The Northern Lass by Richard Brome

First produced: 1632

First published: 1632

Type of work: Drama

Type of plot: Comedy of manners

Time of work: Early seventeenth century

Locale: London

Principal Characters:

  • Sir Philip Luckless, an indiscreet gentleman
  • Master Tridewell, Sir Philip’s kinsman
  • Mistress Fitchow, Sir Philip’s fiancee
  • Master Widgine, her brother
  • Anvile, Widgine’s boastful tutor
  • Sir Paul Squelch, a justice and friend of Mistress Fitchow
  • Constance, the northern lass, Squelch’s niece
  • Mistress Traynwell, her governess
  • Constance Holdup, a cunning prostitute

Critique:

Richard Brome, first the servant and later the friend of Ben Jonson, wrote fifteen plays, alternating between romantic comedy and comedy of manners. THE NORTHERN LASS, catalogued in the latter group, often borders on pure farce because of its ridiculous situations and practical jokes. The plot twists and winds until it appears impossibly complicated, but Brome manipulates its several threads with great skill. The play does not concern itself very actively with social comment, though its romantic situations involve some indirect gibes at marriage customs and standards among the English upper middle class.

The Story:

Sir Philip Luckless, engaged to marry the rich widow, Mistress Fitchow, refused to listen to the protests of his companion, Master Tridewell. Tridewell insisted that the lady was too old and too domineering for the match to be successful, but his warning made no impression upon his friend and kinsman. Doubts did begin to enter the mind of Sir Philip, however, when he was presently brought face to face with Master Widgine, the foolish brother of his bride-to-be, and with Widgine’s equally foolish tutor, the braggart Anvile.

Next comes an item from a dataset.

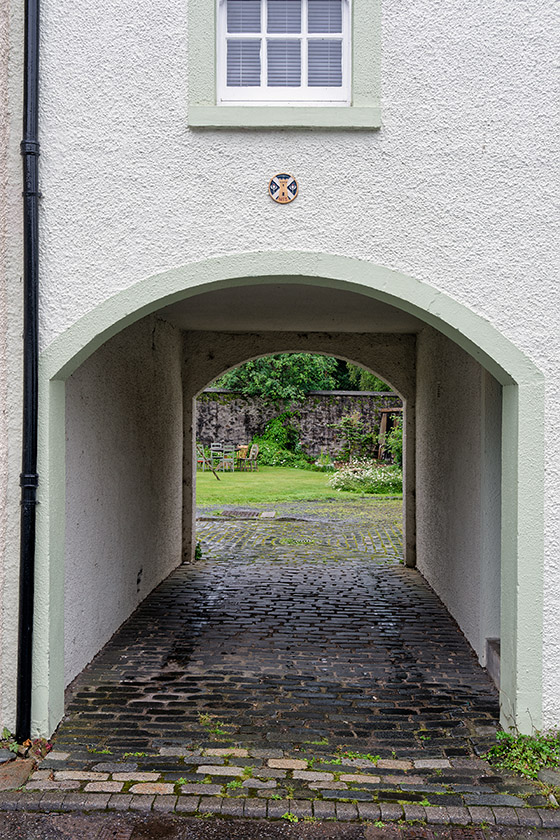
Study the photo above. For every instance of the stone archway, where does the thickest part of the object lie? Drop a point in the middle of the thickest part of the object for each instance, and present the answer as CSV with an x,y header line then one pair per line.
x,y
207,355
522,489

The encounter between this pair and Sir Philip was soon interrupted by the abrupt arrival of a stranger, Mistress Traynwell, who upset Sir Philip by the charge that, in marrying Mistress Fitchow, he was ignoring a prior marriage contract with a young girl under Mistress Traynwell’s care. To strengthen this accusation, the gentlewoman handed him a note signed with the single name, Constance. Sir Philip, confused, immediately thought of a prostitute named Constance Holdup, with whom he had had some previous acquaintance; he hastily assumed that Mistress Traynwell was the prostitute’s unscrupulous agent and unceremoniously dismissed her, calling her a bawd.

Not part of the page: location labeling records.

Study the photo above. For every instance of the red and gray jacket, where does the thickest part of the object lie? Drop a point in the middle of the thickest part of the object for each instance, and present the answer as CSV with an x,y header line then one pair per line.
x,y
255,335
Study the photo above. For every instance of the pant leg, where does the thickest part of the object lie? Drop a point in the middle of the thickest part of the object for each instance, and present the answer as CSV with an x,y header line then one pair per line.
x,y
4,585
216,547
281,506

Meanwhile, Tridewell boldly decided to intervene in the affairs of Sir Philip by paying a visit to Mistress Fitchow. Hoping to find some way to block the impending marriage, he began to criticize the character and habits of Sir Philip; but Mistress Fitchow proved too clever to be taken in by his line of attack. Instead, she assumed an attitude of such sweet reasonableness and such devoted constancy to her lover that Tridewell, completely deceived, found himself falling in love with the woman whom he had previously scorned.

Sir Philip, still nervous from his interview with Mistress Traynwell, decided to forestall what he considered blackmail by hastening his marriage. Consequently, he took a coach to the house of his fiancee and sent in word of his desire to wed immediately. Somewhat surprised, but not unwilling, Mistress Fitchow made preparations to leave the house and join her lover in the coach. While completing her toilette she took the necessary time to inform her brother Widgine of her desire to marry him to a northern lass named Constance, the niece of Sir Paul Squelch, a well-known justice. Widgine, though he had never even heard of Constance before, became enthusiastic when he learned that the girl would receive a large dowry from her childless uncle.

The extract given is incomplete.